Work is due to start shortly on the construction of a temporary version of Cycleway 9 along Chiswick High Rd and Heathfield Terrace.
The two way segregated cycle track was approved in September 2019, but the impact of Covid-19 on the finances of Transport for London has meant that instead of installing the Cycleway as planned, TfL and the local council have agreed temporary measures, using cheaper materials and methods.
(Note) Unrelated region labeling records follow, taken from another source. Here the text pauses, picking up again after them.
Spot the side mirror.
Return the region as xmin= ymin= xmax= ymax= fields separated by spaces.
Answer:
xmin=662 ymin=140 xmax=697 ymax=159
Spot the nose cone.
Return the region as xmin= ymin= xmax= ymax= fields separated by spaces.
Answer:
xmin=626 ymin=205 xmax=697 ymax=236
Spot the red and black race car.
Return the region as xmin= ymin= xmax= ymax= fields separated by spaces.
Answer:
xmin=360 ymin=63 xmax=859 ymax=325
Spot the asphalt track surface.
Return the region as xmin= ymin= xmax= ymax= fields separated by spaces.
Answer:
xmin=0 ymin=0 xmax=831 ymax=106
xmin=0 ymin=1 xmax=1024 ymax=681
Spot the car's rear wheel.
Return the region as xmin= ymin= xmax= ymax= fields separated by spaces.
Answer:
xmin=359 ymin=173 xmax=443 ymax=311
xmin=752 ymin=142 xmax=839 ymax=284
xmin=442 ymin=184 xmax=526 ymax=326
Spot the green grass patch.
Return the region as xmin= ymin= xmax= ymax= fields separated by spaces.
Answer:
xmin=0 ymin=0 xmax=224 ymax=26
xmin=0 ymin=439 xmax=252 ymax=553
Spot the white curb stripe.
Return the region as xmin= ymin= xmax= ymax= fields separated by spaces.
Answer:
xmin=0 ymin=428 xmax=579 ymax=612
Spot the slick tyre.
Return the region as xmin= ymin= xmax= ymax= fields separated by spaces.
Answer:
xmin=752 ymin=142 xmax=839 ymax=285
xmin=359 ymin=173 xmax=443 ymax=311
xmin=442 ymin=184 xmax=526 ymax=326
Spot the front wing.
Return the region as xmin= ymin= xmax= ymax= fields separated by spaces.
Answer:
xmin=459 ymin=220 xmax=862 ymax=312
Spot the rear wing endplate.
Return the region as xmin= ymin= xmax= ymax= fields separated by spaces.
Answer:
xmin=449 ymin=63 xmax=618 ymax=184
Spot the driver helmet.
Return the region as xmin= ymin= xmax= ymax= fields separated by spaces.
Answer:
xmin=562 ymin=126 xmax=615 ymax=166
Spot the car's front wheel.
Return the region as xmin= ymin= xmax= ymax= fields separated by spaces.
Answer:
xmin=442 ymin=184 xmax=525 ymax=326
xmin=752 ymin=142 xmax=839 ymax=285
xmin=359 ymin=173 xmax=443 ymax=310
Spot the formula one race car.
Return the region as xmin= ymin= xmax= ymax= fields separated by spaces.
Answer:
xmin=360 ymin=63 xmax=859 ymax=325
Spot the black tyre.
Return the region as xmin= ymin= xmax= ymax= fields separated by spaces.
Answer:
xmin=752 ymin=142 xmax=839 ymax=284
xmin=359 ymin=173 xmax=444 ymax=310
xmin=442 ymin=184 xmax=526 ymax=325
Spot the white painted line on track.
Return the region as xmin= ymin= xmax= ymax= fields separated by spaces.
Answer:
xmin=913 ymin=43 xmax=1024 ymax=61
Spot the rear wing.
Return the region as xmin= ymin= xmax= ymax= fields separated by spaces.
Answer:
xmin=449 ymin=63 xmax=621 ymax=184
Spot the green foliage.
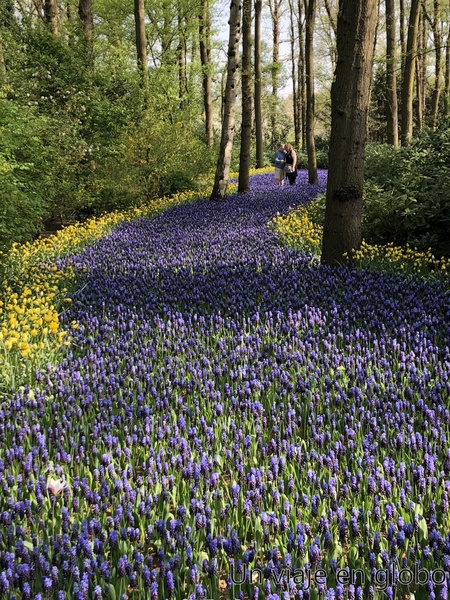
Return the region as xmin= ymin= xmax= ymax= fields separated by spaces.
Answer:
xmin=363 ymin=122 xmax=450 ymax=257
xmin=0 ymin=99 xmax=51 ymax=248
xmin=0 ymin=15 xmax=217 ymax=247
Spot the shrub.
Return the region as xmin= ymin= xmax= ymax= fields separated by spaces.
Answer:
xmin=363 ymin=122 xmax=450 ymax=256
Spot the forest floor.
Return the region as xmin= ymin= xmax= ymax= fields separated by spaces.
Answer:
xmin=0 ymin=172 xmax=450 ymax=600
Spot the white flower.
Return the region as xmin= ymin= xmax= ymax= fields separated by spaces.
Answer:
xmin=47 ymin=477 xmax=69 ymax=496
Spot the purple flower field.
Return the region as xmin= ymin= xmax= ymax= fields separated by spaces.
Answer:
xmin=0 ymin=172 xmax=450 ymax=600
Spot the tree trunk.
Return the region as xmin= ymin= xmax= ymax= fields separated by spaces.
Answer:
xmin=210 ymin=0 xmax=242 ymax=200
xmin=0 ymin=39 xmax=6 ymax=82
xmin=322 ymin=0 xmax=377 ymax=265
xmin=444 ymin=28 xmax=450 ymax=117
xmin=177 ymin=9 xmax=187 ymax=111
xmin=238 ymin=0 xmax=253 ymax=193
xmin=431 ymin=0 xmax=442 ymax=127
xmin=289 ymin=0 xmax=300 ymax=149
xmin=386 ymin=0 xmax=398 ymax=147
xmin=78 ymin=0 xmax=94 ymax=45
xmin=44 ymin=0 xmax=58 ymax=35
xmin=304 ymin=0 xmax=317 ymax=185
xmin=199 ymin=0 xmax=214 ymax=147
xmin=269 ymin=0 xmax=283 ymax=147
xmin=399 ymin=0 xmax=406 ymax=77
xmin=297 ymin=0 xmax=306 ymax=152
xmin=254 ymin=0 xmax=264 ymax=169
xmin=401 ymin=0 xmax=421 ymax=145
xmin=134 ymin=0 xmax=148 ymax=94
xmin=416 ymin=5 xmax=427 ymax=131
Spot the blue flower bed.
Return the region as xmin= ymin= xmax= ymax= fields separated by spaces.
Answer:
xmin=0 ymin=172 xmax=450 ymax=600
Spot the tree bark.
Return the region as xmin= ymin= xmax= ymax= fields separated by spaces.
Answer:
xmin=401 ymin=0 xmax=421 ymax=145
xmin=304 ymin=0 xmax=317 ymax=185
xmin=210 ymin=0 xmax=242 ymax=200
xmin=44 ymin=0 xmax=58 ymax=35
xmin=177 ymin=8 xmax=188 ymax=111
xmin=386 ymin=0 xmax=398 ymax=147
xmin=289 ymin=0 xmax=300 ymax=149
xmin=78 ymin=0 xmax=94 ymax=44
xmin=134 ymin=0 xmax=148 ymax=94
xmin=269 ymin=0 xmax=283 ymax=147
xmin=431 ymin=0 xmax=442 ymax=127
xmin=297 ymin=0 xmax=306 ymax=152
xmin=413 ymin=5 xmax=427 ymax=131
xmin=238 ymin=0 xmax=253 ymax=193
xmin=321 ymin=0 xmax=377 ymax=265
xmin=254 ymin=0 xmax=264 ymax=169
xmin=399 ymin=0 xmax=406 ymax=77
xmin=444 ymin=28 xmax=450 ymax=117
xmin=199 ymin=0 xmax=214 ymax=147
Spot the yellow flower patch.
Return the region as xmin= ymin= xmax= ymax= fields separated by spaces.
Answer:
xmin=0 ymin=192 xmax=201 ymax=391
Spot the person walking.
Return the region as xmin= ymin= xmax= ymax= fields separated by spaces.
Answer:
xmin=273 ymin=144 xmax=286 ymax=185
xmin=285 ymin=144 xmax=297 ymax=185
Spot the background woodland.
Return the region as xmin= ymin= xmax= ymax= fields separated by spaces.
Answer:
xmin=0 ymin=0 xmax=450 ymax=255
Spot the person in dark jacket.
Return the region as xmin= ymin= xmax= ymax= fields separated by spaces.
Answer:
xmin=285 ymin=144 xmax=297 ymax=185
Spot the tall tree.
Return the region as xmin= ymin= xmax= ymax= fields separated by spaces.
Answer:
xmin=254 ymin=0 xmax=264 ymax=169
xmin=78 ymin=0 xmax=94 ymax=46
xmin=210 ymin=0 xmax=242 ymax=200
xmin=386 ymin=0 xmax=398 ymax=146
xmin=199 ymin=0 xmax=214 ymax=147
xmin=297 ymin=0 xmax=306 ymax=151
xmin=134 ymin=0 xmax=148 ymax=93
xmin=304 ymin=0 xmax=317 ymax=184
xmin=176 ymin=1 xmax=188 ymax=111
xmin=238 ymin=0 xmax=253 ymax=193
xmin=321 ymin=0 xmax=377 ymax=265
xmin=401 ymin=0 xmax=421 ymax=144
xmin=431 ymin=0 xmax=442 ymax=127
xmin=269 ymin=0 xmax=283 ymax=147
xmin=289 ymin=0 xmax=300 ymax=148
xmin=413 ymin=5 xmax=428 ymax=130
xmin=399 ymin=0 xmax=406 ymax=77
xmin=444 ymin=24 xmax=450 ymax=116
xmin=44 ymin=0 xmax=59 ymax=35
Instead of a concrete curb segregating cyclists from traffic there will be ‘traffic cylinders’ placed at four metre intervals to mark out the three metre wide bi-directional track on the south side of the road. To reduce cost, the track, all the way from Goldhawk Rd to Heathfield Terrace, will be created entirely on the road rather than taking space from the pavements.
This meets many of the objections of Chiswick residents who did not want to lose pavement space to make way for the cycle track and it also means that no trees will be cut down.
It does however reduce the space in the road for vehicles.
Less space for cars and buses
‘In effect this means removal of a significant proportion of bus priority in the High Road’, according to a written statement by the Council’s Chief Officer for Transport, Mark Frost. But he thinks the effective closure of Turnham Green Terrace, meaning less traffic on the High Rd, will mitigate the effects and help reduce delays to buses.
In a couple of places, access to alleyways will be blocked off. Drivers will no longer be able to turn down Bleak House Lane beside the Lamb pub, or turn into the car park opposite George IV pub. Access to the car park will be from the Devonshire Rd entry only.
According to the statement, other key differences between the temporary scheme and the scheme as it was approved last year are:
– Removal of two lane approaches to signalized junctions, except Goldhawk Road
– Zebra crossings retained, rather than replaced with signalised crossings.
– A number of additional traffic and refuge islands will be removed.
– Closure of the central access to the car park, opposite Windmill Road.
– Waiting and loading restrictions altered to suit amended layout, whilst retaining suitable loading facilities for all businesses.
Construction of the Cycleway is due to start ‘late summer / early autumn’ and the cost will be entirely borne by TfL.
‘More congestion and air pollution’ says Leader of Conservative councillors
Cllr Gerald McGregor, leader of Chiswick’s Conservative councillors on Hounslow Council, says that the implementation of these changes is within the Council’s mandate but it is not a good idea.
He told The Chiswick Calendar there is already added congestion caused by the Council’s “wild and unsustainable” traffic management schemes, with “traffic backed up all the way to Askew Rd” because of the closure of Turnham Green Terrace.
“Buses will not be able to make progress down Chiswick High Rd and all this will add to the already high levels of air pollution.
“The council is not listening”, he says, to residents and the lack of enforcement of the recent measures in Turnham Green Terrace and Fishers Lane is making both Ealing and Hounslow councils look “ridiculous”.
“If you’re going to do it, then enforce it properly and responsibly”.
The councils are “hiding behind the Covid emergency”, he says, to introduce these traffic schemes.
Mark Frost’s statement references statutory guidance by Department for Transport on 9 May to local authorities instructing that changes be made to the network to accommodate social distancing and increased numbers of people walking and cycling and such changes be made ‘as swiftly as possible’.
It also cites the Mayor of London’s Streetspace programme and the inclusion of Cycleway 9 as part of his proposed ’emergency strategic cycle network’.
Traditional consultation process ‘broken’
Hounslow Cycling campaign told The Chiswick Calendar that the COVID emergency has made these plans more important than ever, given the reduction in public transport capacity.
They welcome the plans for the temporary protected cycle lane along Chiswick High Road, saying:
“The government expects local authorities to make significant changes to their road layouts to give more space to cyclists and pedestrians and the plans are aligned with this guidance. With more people now working from home, the protected cycle lane will enable people in the area to shop and eat locally on Chiswick High Road, and get some exercise at the same time.
“The temporary plans mean no loss of footway space, no impact upon trees and faster construction times so address concerns that some people had to the permanent Cycleway 9 design. It is now three years since the original Cycleway 9 consultation, a hugely unnecessary length of time for just a bike lane, demonstrating that the traditional consultation process is broken.